I want to create a new column in my pyspark dataframe that is equal to one if that row is the last row in a groupby using some sorting. My solution works but seems very hacky:
My strategy was to create random numbers and (using a window function) identify the last random number per sorted group and finally compare that in a case when:
df = (df.withColumn('rand', rand())
.withColumn("marker",
F.when(F.last(col('rand'))
.over(Window.partitionBy(['bvdidnumber','dt_year'])
.orderBy(["dt_rfrnc"]).rowsBetween(0,sys.maxsize))
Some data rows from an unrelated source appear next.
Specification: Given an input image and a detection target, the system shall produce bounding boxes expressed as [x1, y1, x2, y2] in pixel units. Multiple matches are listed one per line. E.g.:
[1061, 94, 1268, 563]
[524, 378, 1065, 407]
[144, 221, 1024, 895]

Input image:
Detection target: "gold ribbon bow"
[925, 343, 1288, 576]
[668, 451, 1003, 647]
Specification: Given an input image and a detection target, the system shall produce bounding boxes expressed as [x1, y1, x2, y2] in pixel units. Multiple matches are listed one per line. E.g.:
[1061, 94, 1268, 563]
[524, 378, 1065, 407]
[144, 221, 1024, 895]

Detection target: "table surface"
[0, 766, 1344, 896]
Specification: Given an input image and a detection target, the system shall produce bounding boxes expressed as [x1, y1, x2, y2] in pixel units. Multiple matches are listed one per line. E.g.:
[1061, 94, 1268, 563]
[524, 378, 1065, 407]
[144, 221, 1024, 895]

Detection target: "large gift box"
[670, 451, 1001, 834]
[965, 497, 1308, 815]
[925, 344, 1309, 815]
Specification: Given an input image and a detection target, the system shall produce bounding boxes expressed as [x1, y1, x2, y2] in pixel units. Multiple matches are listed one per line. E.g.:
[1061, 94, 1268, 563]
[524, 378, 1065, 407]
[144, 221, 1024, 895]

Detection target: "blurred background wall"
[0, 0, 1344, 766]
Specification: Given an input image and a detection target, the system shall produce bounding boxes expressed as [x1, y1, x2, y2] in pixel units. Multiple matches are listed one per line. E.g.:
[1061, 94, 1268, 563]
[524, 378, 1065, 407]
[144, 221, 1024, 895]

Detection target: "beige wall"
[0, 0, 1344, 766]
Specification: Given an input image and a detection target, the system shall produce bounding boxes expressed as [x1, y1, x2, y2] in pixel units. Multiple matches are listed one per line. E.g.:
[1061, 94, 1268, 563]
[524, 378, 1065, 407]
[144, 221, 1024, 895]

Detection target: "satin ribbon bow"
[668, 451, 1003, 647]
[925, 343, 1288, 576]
== col('rand'),1).otherwise(0))
.drop('rand'))
The first three columns are the input data, the last column is created using the code, goals
is the target to be achieved.
----------- ------- -------- ---- ------
|bvdidnumber|dt_year|dt_rfrnc|goal|marker|
----------- ------- -------- ---- ------
| 1| 2020| 202006| 0| 0|
| 1| 2020| 202012| 1| 1|
| 1| 2020| 202012| 0| 0|
| 1| 2021| 202103| 0| 0|
| 1| 2021| 202106| 0| 0|
| 1| 2021| 202112| 1| 1|
| 2| 2020| 202006| 0| 0|
| 2| 2020| 202012| 0| 0|
| 2| 2020| 202012| 1| 1|
| 2| 2021| 202103| 0| 0|
| 2| 2021| 202106| 0| 0|
| 2| 2021| 202112| 1| 1|
----------- ------- -------- ---- ------
CodePudding user response:
Cant see anything you have done wrong. Maybe just make it neater;
w=Window.partitionBy('bvdidnumber','dt_year').orderBy('bvdidnumber','dt_year')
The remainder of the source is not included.